We then climbed to a height of 2138 metres, firstly on a newly made road, then unmade and then a track and again waited at the top among trees and fields of dried out maize for others to arrive. The following section down to Santiago Atitlan was a fast and furious ride with alternating rocky piste and rough track with sections of fine dust such that it was difficult to see the trail ahead. I managed to stay on the bike but lost my chain a couple of times. I really enjoyed some quite thrilling straights and bends overlooking the lake and the village below.
The next and penultimate section was more like the rolling Surrey hills that I know and love, so I decided it was time to put in an effort on the 14Km route from Satiago Atitlan to San Lucas Toliman where we were to meet the boat for the final transfer. I managed to work my way to the front of the group, and in the last 3 Km could see a rider ahead, as it turned out the leader, but none behind. My advantage was going fast on the flat sections but my disadvantage was facing some 16% climbs. I saw him get off at the next hill but as I also hit the wall ahead I heard riders behind. The result was that 5 of us came into the lagoon together. Technically I was 4th but I’m not counting!
After a long wait and some ice cream from one of the vendors we eventually departed, with many of the riders laying exhausted on the deck and, yet again, the prospect of loading and unloading 150 bikes. Still it was a pleasant journey in the afternoon sunshine of about 22 degrees and breezy, with clear views of all three Volcanoes receding as we departed.
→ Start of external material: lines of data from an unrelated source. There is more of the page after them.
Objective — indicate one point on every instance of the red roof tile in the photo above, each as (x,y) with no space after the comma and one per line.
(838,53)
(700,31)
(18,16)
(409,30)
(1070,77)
I already knew the final section from San Antonio through Santa Catarina and back to Panajachel. Given a very steep ascent from the final village I decided to pace myself for the ultimate part. On reaching Panajachel we assembled again for a cavalcade into the town greeted by applause and firecrackers. Our dinner was roast Chicken BBQ and fruit juice and we were welcomed by a most beautiful sunset.
As you gather see this was something of a unique experience and excellent value for money for the 100 Quetzales which is only about 7.50 in English pounds.